The live-bootstrap project was started in 2020 by Samuel Tyler (also known as
"fosslinux") as a way to
automate a complete bootstrap of a modern Linux system. Since then, Tyler has
been joined by Andrius Štikonas and Gábor Stefanik as co-maintainers, along with
17 other contributors.
The project's goal is to
create a usable system "with only human-auditable, and wherever possible,
human-written, source code
". The project pulls in a number of other pieces
of software, from bootstrapping tools like
stage0-posix and
GNU Mes, to historical versions of software that are necessary to build
their more modern counterparts, such as GCC version 4.0.4 (the most recent
version that does not require a C++ compiler to build).
The whole process of bootstrapping a
system is automated, making it possible to run automatic tests as new steps are
added or software is updated.
The process
Running through the bootstrapping process is remarkably straightforward; the first step is to clone the project's Git repository in order to obtain the necessary sources. If Git is not available, it is also possible to download the release tarball for the project and its submodules from GitHub. The project does use a large number of submodules in order to incorporate other bootstrapping software, so using a recursive clone is the most convenient method:
git clone --recursive https://github.com/fosslinux/live-bootstrap
The repository contains a tool called rootfs.py that can be used to run the entire bootstrapping process. There are a few different configurations, to make contributing to or using the project easier: building in a chroot environment, building in a virtual machine using QEMU, or building on bare metal. For chroot and QEMU builds, rootfs.py oversees the whole process. For a bare-metal build, it assembles a bootable disk image. The simplest way to run everything is ./rootfs.py --qemu, but running a moderately complex script does not seem like the best way to build confidence in a bootstrapped system.
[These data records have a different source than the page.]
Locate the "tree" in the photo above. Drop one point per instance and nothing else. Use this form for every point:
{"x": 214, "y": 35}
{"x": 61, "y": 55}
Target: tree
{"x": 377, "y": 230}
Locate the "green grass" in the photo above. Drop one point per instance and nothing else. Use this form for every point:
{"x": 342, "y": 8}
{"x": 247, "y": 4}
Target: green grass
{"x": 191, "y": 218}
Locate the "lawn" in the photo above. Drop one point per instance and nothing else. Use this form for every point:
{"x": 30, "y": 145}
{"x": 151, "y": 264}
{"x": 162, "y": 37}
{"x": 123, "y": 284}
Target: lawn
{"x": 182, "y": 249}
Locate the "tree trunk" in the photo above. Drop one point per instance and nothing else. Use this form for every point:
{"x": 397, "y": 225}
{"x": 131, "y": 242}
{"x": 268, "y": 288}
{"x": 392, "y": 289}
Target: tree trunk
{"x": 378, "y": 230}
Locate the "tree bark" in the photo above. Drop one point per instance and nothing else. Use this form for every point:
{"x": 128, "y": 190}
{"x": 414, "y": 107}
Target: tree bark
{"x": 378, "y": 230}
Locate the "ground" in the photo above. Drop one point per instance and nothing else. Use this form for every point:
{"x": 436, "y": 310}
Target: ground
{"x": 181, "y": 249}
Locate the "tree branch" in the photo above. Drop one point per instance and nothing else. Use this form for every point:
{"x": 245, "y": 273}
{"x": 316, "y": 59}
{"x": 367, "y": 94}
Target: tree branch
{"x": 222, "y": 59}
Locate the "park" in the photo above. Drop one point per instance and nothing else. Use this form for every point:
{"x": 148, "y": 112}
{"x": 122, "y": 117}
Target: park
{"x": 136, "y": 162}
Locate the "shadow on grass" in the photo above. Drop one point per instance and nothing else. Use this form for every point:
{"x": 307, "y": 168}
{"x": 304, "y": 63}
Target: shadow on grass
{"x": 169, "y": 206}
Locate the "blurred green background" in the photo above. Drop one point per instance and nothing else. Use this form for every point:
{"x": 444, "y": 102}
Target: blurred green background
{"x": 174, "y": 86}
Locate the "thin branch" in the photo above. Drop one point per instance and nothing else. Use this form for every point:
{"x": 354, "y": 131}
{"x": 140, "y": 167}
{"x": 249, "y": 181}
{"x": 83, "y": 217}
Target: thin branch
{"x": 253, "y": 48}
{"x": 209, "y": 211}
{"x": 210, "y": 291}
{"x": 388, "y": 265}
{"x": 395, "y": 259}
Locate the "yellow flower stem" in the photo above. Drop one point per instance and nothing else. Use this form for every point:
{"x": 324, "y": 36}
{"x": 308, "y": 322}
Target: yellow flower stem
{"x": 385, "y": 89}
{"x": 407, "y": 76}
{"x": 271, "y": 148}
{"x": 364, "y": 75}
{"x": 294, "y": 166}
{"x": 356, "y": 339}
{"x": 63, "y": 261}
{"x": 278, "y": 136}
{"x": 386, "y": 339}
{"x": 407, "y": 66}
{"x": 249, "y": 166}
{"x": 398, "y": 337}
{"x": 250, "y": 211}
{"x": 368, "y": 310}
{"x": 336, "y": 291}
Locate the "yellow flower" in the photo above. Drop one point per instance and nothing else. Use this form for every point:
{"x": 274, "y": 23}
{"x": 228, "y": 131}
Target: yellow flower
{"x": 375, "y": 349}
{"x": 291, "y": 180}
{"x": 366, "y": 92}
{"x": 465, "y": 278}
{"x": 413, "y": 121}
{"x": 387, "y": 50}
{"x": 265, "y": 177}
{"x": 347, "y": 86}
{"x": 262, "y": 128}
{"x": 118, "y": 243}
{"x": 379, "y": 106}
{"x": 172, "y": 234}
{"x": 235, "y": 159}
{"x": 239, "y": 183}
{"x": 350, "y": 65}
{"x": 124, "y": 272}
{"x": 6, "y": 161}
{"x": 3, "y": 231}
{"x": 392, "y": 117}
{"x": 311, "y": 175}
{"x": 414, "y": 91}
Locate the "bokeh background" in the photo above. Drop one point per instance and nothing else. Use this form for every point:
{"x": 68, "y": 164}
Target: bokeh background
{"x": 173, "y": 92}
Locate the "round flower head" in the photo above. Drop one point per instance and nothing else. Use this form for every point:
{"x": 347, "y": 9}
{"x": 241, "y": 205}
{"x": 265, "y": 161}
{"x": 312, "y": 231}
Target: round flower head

Luckily, using rootfs.py is entirely optional — the repository includes instructions for building an equivalent bare-metal disk image by hand. The first step is to run ./download-distfiles.sh, which downloads release tarballs for the pieces of software used in the bootstrap that are not included as Git submodules. Then, one hand-assembles the Builder-Hex0 minimal kernel, places it at the beginning of a new disk image, and concatenates all of the necessary files and downloaded sources onto the image in a particular format: for each file, a plain-text header of the form "src <number of bytes> <path of file>\n" followed by the content of the file. The result is a disk image consisting mostly of compressed source tarballs that should run on any x86 machine with enough memory. The project recommends having 4GB of memory and, ideally, multiple cores available.
A minimal kernel
The whole process starts with the Builder-Hex0 kernel. Started by Rick Masters in 2022, Builder-Hex0 is a minimal 32-bit kernel. Its sole purpose is to be small enough to be verified by hand, and yet able to run the shell scripts that direct the first phase of the live-bootstrap build. The full kernel runs to 2682 lines of commented machine code, but it can be built and loaded by a bootloader that fits in a single 512-byte disk sector.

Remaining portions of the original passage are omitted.